Nucleotide excision repair (NER) is an essential mechanism of the body to defend against exogenous carcinogen-induced DNA damage. Defects in NER may impair DNA repair capacity and, therefore, increase genome instability and cancer susceptibility. To explore genetic predispositions to Wilms tumor, we conducted a case-control study totaling 145 neuroblastoma cases and 531 healthy controls. We systematically selected 19 potentially functional SNPs in six key genes within the NER pathway (ERCC1, XPA, XPC, XPD, XPF, and XPG). The odds ratio (OR) and 95% confidence interval (CI) were calculated to measure the strength of associations. We identified significant associations between two XPD SNPs and Wilms tumor risk. The XPD rs3810366 polymorphism significantly enhanced Wilms tumor risk (dominant model: adjusted OR = 2.12, 95% CI = 1.26-3.57). Likewise, XPD rs238406 conferred a significantly increased risk for the disease (dominant model: adjusted OR = 2.30, 95% CI = 1.40-3.80; recessive model: adjusted OR = 1.64, 95% CI = 1.11-2.44). Moreover, online expression quantitative trait locus (eQTL) analysis demonstrated that these two polymorphisms significantly affected XPD gene expression in transformed fibroblast cells. Our study provides evidence of the association between the two XPD polymorphisms and Wilms tumor risk. However, these findings warrant validation in larger studies.

Introduction

Wilms tumor (WT) is a complex childhood embryonal tumor of the kidney, affecting about one child per 10,000 worldwide under 15 years of age. WT is derived from the embryonal nephric mesenchyme. It is characterized by the copresence of the whole spectrum of nephrogenic differentiation, from primitive blastema to mature epithelial and stromal elements, which normally appear in the different developmental stages of the kidney. Compared with other cancers, treatment of WT has been quite successful. Several clinical trials have achieved overall survival rates of over 90%, carried out by the Children’s Oncology Group (COG), the International Society of Pediatric Oncology (SIOP), and others. The encouraging outcomes of patients in clinical trials largely benefit from personalized therapy founded on clinical (e.g., age, tumor size, volume, and response to chemotherapy) and genetic (e.g., loss of heterozygosity [LOH] at chromosomes 1p and 16q) risk factors. Despite the favorable prognosis of WT, it should be noted that approximately 25% survivors experience severe chronic disorders. Moreover, 25% WT patients have high-risk WT (i.e., poor histologic and molecular characteristics, tumors on both sides, and relapsed disease), and their survival rates are below 90%. Therefore, it is indispensable to refine treatment modalities to reduce sequelae and complications and to develop novel therapies for high-risk WT.

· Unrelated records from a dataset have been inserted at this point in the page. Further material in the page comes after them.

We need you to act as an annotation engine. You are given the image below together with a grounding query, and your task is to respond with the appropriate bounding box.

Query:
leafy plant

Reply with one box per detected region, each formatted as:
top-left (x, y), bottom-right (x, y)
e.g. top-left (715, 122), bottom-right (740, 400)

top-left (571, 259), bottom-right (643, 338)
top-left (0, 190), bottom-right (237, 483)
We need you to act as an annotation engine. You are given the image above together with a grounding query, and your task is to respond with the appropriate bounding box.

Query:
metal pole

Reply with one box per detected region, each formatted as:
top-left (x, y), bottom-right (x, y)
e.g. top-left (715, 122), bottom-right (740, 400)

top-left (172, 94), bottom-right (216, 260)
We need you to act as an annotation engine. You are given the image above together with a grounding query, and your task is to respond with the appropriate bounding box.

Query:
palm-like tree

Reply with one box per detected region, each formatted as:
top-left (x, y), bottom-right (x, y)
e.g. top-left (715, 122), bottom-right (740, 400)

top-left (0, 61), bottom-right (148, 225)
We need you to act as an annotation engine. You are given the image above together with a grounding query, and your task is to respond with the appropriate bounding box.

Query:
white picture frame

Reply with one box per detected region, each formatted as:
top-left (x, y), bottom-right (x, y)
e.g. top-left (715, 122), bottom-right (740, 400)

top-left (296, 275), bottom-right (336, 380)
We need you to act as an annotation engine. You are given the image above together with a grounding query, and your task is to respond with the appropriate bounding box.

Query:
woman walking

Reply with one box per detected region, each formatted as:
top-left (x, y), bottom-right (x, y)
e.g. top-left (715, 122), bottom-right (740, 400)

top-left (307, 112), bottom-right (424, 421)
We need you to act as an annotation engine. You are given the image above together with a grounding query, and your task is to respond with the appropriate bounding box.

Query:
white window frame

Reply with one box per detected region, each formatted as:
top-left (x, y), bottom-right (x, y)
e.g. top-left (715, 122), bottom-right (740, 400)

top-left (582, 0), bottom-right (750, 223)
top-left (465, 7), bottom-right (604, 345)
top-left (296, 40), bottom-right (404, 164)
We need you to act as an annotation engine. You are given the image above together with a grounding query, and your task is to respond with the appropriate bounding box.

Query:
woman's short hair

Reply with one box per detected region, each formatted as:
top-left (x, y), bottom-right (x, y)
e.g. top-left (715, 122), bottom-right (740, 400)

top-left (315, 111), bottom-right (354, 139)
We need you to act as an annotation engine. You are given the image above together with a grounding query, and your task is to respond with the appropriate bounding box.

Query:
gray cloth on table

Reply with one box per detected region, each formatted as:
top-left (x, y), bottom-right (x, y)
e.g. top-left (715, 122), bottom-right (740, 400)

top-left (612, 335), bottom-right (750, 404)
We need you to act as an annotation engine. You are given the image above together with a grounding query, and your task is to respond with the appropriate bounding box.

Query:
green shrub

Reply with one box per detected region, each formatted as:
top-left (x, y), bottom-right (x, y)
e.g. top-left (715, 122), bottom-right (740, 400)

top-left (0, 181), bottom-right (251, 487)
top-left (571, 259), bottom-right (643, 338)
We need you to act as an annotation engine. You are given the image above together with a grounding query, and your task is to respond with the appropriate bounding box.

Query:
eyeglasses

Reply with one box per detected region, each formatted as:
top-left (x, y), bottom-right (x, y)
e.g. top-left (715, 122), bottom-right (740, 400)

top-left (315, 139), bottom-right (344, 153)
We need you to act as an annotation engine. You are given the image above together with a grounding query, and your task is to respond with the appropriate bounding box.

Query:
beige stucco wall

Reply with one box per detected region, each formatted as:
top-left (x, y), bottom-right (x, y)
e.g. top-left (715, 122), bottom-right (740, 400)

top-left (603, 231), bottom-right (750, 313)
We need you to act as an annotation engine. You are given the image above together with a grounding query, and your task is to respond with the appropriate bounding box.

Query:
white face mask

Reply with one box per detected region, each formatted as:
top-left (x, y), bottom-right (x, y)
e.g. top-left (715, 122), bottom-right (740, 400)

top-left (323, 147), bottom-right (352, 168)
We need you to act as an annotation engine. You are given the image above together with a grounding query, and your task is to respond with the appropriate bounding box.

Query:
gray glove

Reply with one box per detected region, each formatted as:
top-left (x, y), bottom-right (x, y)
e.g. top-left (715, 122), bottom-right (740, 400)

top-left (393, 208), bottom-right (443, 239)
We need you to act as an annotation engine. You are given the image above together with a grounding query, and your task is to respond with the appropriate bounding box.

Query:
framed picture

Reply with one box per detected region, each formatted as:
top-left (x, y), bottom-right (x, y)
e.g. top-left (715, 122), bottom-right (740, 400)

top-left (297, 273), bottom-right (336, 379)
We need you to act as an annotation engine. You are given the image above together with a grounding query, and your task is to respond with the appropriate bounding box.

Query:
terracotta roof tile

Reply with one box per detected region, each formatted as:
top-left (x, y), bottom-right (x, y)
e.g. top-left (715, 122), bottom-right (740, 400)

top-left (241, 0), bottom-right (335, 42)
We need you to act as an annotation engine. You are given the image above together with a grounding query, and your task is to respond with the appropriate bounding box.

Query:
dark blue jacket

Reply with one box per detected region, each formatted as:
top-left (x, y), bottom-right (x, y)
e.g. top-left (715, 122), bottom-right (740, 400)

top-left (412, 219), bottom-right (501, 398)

WT is a genetically heterogeneous and complex disease. Well established genetic risk factors include mutations in Wnt/β-catenin pathway-related Wilms tumor gene 1 (WT1), catenin beta 1 (CTNNB1), and Wilms Tumor gene on the X chromosome (WTX), which are involved in the etiology of approximately one-third of WT. Moreover, LOH of chromosome 16q, gain of chromosome 1q, and microRNA (miRNA)-processing gene mutations are also frequently observed in WT.3, 4 However, the alterations of additional genes that contribute to Wilms tumorigenesis still warrant intensive investigations.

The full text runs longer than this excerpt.